A college degree in China is of less value in China, as it is in the US. China is in the early stages of the down phase of the business cycle and no doubt there are also job regulations which make it risky for firms to hire new employees. This combination is especially tough for recent college graduates. FT reports:

According to the ministry of education, 6.99m students will graduate from university this summer, 190,000 more than last year and the most since records began in 1949.
Tough competition and slackness in China’s economy have made 2013 what many in the media have described as the “hardest” yet for graduates looking for jobs. According to Shanghai Evening Post, the situation is even more severe than it was in late 2008, when the global financial crisis was at its height.
The Post reported that by the end of April, only about 30 per cent of graduates had signed employment contracts in Shanghai, 10 per cent fewer than in previous years. In Beijing, the number is 26.6 per cent of college graduates and 36.59 per cent of postgraduates as of mid April, according to the Beijing Evening News.

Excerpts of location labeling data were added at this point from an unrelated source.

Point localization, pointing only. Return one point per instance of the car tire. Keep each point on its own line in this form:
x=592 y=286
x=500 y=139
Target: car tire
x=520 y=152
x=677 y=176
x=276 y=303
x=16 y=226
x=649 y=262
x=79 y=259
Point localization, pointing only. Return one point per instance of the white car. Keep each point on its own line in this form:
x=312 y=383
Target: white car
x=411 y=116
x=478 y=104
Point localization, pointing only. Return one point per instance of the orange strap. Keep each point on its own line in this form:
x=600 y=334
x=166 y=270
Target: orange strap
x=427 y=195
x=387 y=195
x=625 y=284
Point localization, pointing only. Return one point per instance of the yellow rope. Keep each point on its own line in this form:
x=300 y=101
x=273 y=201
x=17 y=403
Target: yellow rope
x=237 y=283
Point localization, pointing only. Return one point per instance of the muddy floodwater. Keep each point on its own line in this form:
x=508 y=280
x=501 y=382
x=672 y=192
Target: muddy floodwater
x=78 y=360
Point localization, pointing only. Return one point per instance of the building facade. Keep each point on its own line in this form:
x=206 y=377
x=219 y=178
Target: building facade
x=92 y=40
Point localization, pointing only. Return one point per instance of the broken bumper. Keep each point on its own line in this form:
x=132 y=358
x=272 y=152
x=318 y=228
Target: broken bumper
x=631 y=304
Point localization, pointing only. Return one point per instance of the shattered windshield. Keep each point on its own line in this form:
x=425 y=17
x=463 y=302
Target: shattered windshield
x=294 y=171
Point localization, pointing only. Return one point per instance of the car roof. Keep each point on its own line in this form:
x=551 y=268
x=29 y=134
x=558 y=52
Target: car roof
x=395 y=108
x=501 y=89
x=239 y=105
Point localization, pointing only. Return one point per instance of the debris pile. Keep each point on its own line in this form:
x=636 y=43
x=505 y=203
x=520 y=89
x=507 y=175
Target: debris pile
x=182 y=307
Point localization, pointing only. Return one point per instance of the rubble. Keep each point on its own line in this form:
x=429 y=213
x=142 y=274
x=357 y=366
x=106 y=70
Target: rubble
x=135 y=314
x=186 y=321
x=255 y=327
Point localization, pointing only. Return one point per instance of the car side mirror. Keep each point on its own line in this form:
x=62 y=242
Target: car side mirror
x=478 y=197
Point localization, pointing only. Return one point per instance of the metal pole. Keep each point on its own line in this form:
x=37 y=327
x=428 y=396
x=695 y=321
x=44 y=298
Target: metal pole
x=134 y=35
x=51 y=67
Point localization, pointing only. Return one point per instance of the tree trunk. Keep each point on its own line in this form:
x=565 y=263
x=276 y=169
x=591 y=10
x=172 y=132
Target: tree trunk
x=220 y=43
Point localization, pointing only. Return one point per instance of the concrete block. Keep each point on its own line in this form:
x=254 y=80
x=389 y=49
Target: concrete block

A negative sign that much of the planned economy remains in China, graduates are having less difficulty finding government jobs:

At [Peking University's] school of government, things seem not so bad. Zhang Xiaodong, of the school’s student affairs office, says that despite the tougher climate for job hunters this year, his students’ final offers were “pretty good” – half of them would join big SOEs [State Operated Enterprises] on graduation.